Human T-lymphotropic virus type 1 (HTLV-1), the first oncogenic retrovirus discovered in humans, is primarily associated with two disease entities: adult T cell leukemia-lymphoma and HTLV-1-associated myelopathy-tropical spastic paresis. HTLV-1 has also been implicated in the pathogenesis of various autoimmune rheumatic diseases, and its association with the autoimmune disorders of the gastrointestinal track is less well understood. Our patient, a 26-year-old previously healthy female, presented with recurrent, progressively worsening chronic abdominal pain and persistent liver test abnormalities. Initially diagnosed with acute acalculous cholecystitis and autoimmune hepatitis (AIH), her liver tests continued to exhibit a predominantly cholestatic pattern. This prompted further advanced imaging, and magnetic resonance cholangiopancreatography ultimately confirmed a diagnosis of primary sclerosing cholangitis (PSC). Complicating her condition further, she developed lower extremity weakness, initially attributed to axonal Guillain-Barré syndrome, which unfortunately did not respond to standard treatment. After a year marked by progressive clinical decline with repeated and prolonged hospitalizations due to fever of unknown origin, an extensive diagnostic workup ultimately led to a diagnosis of HTLV-1 myelopathy, along with AIH-PSC overlap syndrome. This case highlights the diagnostic challenges associated with the multisystem involvement of HTLV-1. Notably, our patient's presentation was not consistent with classic HTLV-1 myelopathy rather a subtype with rapidly progressive symptoms and flaccid as opposed to spastic paresis. The association between HTLV-1 infection and autoimmune cholangiopathy is exceptionally rare. To the best of our knowledge, our case represents only the second reported instance of autoimmune cholangiopathy associated with HTLV-1 myelopathy and the first reported case of AIH-PSC overlap syndrome associated with HTLV-1 myelopathy. This underscores the need for heightened clinical awareness of potential hepatic immune manifestations in patients with HTLV-1 infection, even in the absence of classic neurologic symptoms at initial presentation.
人类嗜T淋巴细胞病毒1型(HTLV-1)是在人类中发现的第一种致癌逆转录病毒,主要与两种疾病实体相关:成人T细胞白血病-淋巴瘤和HTLV-1相关脊髓病-热带痉挛性截瘫。HTLV-1也与各种自身免疫性风湿性疾病的发病机制有关,而其与胃肠道自身免疫性疾病的关联尚不太清楚。我们的患者是一名26岁以前健康的女性,出现反复、逐渐加重的慢性腹痛和持续的肝功能检查异常。最初诊断为急性非结石性胆囊炎和自身免疫性肝炎(AIH),她的肝功能检查仍主要表现为胆汁淤积模式。这促使进行进一步的高级影像学检查,磁共振胰胆管造影最终确诊为原发性硬化性胆管炎(PSC)。

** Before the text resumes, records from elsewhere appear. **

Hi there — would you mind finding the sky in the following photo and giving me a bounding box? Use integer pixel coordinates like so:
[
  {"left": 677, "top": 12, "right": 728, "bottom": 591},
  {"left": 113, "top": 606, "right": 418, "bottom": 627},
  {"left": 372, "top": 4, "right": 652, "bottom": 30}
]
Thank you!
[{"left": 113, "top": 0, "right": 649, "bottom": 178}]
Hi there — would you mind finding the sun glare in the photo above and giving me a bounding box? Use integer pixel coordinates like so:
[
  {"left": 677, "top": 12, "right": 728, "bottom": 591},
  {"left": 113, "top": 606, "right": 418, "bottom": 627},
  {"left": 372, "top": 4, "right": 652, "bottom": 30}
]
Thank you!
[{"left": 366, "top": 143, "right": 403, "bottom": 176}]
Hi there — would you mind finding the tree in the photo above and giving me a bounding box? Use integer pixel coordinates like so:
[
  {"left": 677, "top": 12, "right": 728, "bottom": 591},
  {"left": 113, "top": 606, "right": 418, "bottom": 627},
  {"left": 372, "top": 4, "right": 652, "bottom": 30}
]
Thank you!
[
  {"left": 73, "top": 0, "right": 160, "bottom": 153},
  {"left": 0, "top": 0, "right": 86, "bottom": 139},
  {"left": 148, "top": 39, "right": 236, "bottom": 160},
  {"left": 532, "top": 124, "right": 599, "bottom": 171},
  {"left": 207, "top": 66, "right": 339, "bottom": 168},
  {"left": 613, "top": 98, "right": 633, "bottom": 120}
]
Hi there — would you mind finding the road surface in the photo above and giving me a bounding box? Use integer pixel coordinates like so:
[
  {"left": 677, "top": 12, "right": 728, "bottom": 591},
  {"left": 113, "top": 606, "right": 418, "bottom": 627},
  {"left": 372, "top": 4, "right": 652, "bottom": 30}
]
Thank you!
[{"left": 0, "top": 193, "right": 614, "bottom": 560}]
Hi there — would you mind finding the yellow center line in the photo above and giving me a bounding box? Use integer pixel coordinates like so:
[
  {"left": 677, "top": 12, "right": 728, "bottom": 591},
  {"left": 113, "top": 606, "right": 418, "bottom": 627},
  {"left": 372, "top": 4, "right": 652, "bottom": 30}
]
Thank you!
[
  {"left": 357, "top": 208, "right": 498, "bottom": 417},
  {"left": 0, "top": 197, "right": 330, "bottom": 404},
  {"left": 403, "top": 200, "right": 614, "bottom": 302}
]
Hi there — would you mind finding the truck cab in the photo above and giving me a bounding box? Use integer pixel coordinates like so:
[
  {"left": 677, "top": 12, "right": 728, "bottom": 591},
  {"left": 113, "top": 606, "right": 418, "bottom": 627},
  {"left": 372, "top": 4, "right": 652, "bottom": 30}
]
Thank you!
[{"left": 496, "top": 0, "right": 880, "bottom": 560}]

使她的病情更加复杂的是,她出现了下肢无力,最初归因于轴索性格林-巴利综合征,但不幸的是对标准治疗无反应。在经历了一年因不明原因发热导致的进行性临床衰退、反复和长期住院后,广泛的诊断检查最终确诊为HTLV-1脊髓病,以及AIH-PSC重叠综合征。该病例突出了与HTLV-1多系统受累相关的诊断挑战。值得注意的是,我们患者的表现与经典的HTLV-1脊髓病不一致,而是一种具有快速进展症状和弛缓性而非痉挛性截瘫的亚型。HTLV-1感染与自身免疫性胆管病之间的关联极为罕见。据我们所知,我们的病例是第二例报道的与HTLV-1脊髓病相关的自身免疫性胆管病,也是第一例报道的与HTLV-1脊髓病相关的AIH-PSC重叠综合征。这强调了即使在初始表现时没有经典神经症状,也需要提高对HTLV-1感染患者潜在肝脏免疫表现的临床认识。